Newborn babies were among those relying on the charity’s parcels to survive, while the school holidays provoked a surge in those seeking emergency help, new figures show.
Around 47 percent of the aid that went to children went to five to 11 year olds, while 27% went to zero to four year olds, the Trussell Trust said.
Some 67,506 three-day emergency food supplies were provided for children by The Trussell Trust’s foodbank network in July and August 2016 compared to 63,094 in May and June 2016.
Between July and August 2016, of all 67, 506 three-day emergency food supplies went to children.
The figures have inspired additional services to families who might be struggling during the holiday. The trust said it would operate holiday clubs in 27 locations.
The government said work remained the best route out of poverty and that record numbers of people were in employment.
But Samantha Stapley, Operations Manager for England at The Trussell Trust, said: “This highlights just how close to crisis many families are living.
“We can all make a difference - checking which food your local foodbank is running low on and donating to make sure emergency food is available when people are referred to help is a simple and effective way to get involved.
“You could be helping a family that lives on your street.

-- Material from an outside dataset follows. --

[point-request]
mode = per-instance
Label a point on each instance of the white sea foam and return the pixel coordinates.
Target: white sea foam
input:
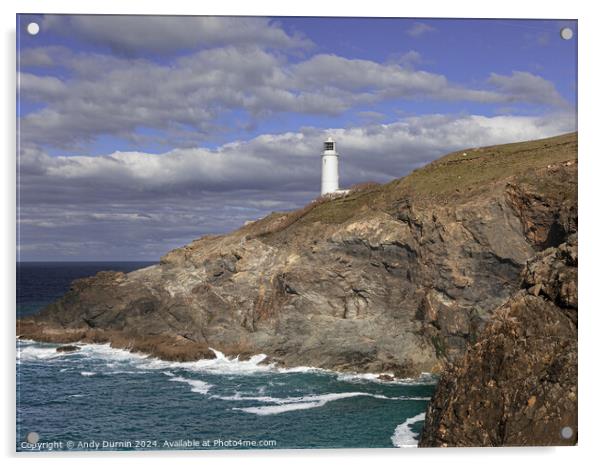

This highlights just how close to crisis many families are living
“As a nation we also must address the reasons why families with children are referred to foodbanks in the first place.

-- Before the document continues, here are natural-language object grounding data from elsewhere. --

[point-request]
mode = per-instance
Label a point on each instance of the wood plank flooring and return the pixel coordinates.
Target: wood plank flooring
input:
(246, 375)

“We welcome the Government’s decision to maintain free school lunches for children during term time – the next step must be to help families during the holidays.
“Foodbanks are doing more than ever before but voluntary organisations alone cannot stop primary school children facing hunger.

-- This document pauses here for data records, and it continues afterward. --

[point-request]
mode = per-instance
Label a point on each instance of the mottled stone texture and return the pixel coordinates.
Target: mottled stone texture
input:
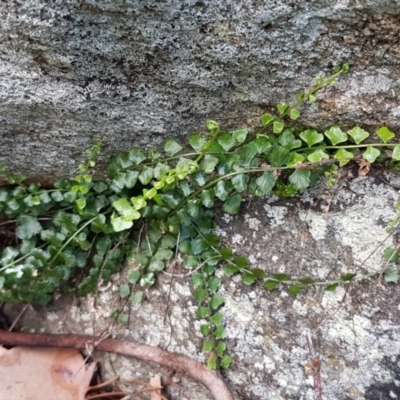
(134, 72)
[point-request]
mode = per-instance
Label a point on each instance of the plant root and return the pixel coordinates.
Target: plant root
(197, 371)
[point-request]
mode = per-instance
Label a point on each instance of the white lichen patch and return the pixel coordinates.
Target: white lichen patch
(276, 214)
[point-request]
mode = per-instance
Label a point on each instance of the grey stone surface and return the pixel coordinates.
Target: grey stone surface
(134, 72)
(355, 330)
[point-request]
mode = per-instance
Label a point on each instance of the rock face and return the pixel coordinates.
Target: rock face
(355, 329)
(134, 72)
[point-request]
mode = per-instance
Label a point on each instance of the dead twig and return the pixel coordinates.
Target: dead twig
(316, 366)
(197, 371)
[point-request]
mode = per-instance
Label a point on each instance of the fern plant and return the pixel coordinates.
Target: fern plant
(73, 237)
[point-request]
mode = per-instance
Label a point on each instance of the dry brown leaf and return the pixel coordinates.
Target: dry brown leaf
(363, 167)
(43, 374)
(155, 381)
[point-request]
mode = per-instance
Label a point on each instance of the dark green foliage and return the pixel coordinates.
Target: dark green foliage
(73, 237)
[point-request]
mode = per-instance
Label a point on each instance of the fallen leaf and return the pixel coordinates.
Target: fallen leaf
(43, 374)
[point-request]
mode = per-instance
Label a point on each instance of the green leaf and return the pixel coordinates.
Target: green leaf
(219, 332)
(266, 119)
(311, 137)
(294, 114)
(247, 156)
(227, 141)
(197, 280)
(134, 276)
(163, 254)
(396, 153)
(295, 289)
(300, 179)
(317, 156)
(8, 255)
(202, 312)
(312, 98)
(262, 143)
(249, 278)
(55, 238)
(307, 281)
(336, 135)
(371, 154)
(391, 275)
(282, 107)
(124, 290)
(239, 182)
(343, 156)
(282, 277)
(200, 294)
(279, 156)
(199, 245)
(27, 227)
(81, 203)
(220, 348)
(137, 297)
(146, 175)
(209, 163)
(278, 126)
(212, 125)
(265, 183)
(258, 272)
(358, 134)
(214, 283)
(226, 362)
(205, 329)
(123, 206)
(32, 200)
(240, 135)
(207, 198)
(241, 262)
(120, 224)
(156, 265)
(385, 134)
(347, 277)
(230, 269)
(193, 208)
(147, 280)
(226, 253)
(171, 147)
(271, 284)
(130, 178)
(331, 287)
(136, 155)
(295, 158)
(217, 318)
(200, 178)
(138, 202)
(232, 204)
(216, 301)
(221, 190)
(212, 363)
(197, 141)
(288, 140)
(186, 188)
(57, 196)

“We are keen to share our insights with the new Government alongside other charities to inform a long-term coordinated solution to stop families falling into crisis.”
The Rt. Rev the Lord Bishop of Truro Tim Thornton, said: “It is shocking to read the statistics and the breakdown provided by The Trussell Trust.
“That so many primary age children are going without food in our country is of great concern.
That so many primary age children are going without food in our country is of great concern
“It is good that so many voluntary organisations, the vast majority of which are based on churches are working to provide help for families during the summer holidays.
“It is very good that the community wants to help and work with those less fortunate and that is a key part of the gospel values.
“It is however also important that we keep trying to understand the deeper reasons why this situation is as it is.”
A Government spokesperson said: “Employment remains the best route out of poverty. Record numbers of people are now in work and we’re helping millions of households meet the everyday cost of living and keep more of what they earn.
We’ve doubled free childcare to help parents into work, and continue to spend over £90bn a year on support for those who need it
“We’ve doubled free childcare to help parents into work, and continue to spend over £90bn a year on support for those who need it, including those who are bringing up a family or on a low income.
“Budgeting advice and benefit advances are also available for anyone who needs more help.”
The new figures come as The Trussell Trust launches its national Summer Appeal and encourages people to donate to their local foodbank as the school holidays start.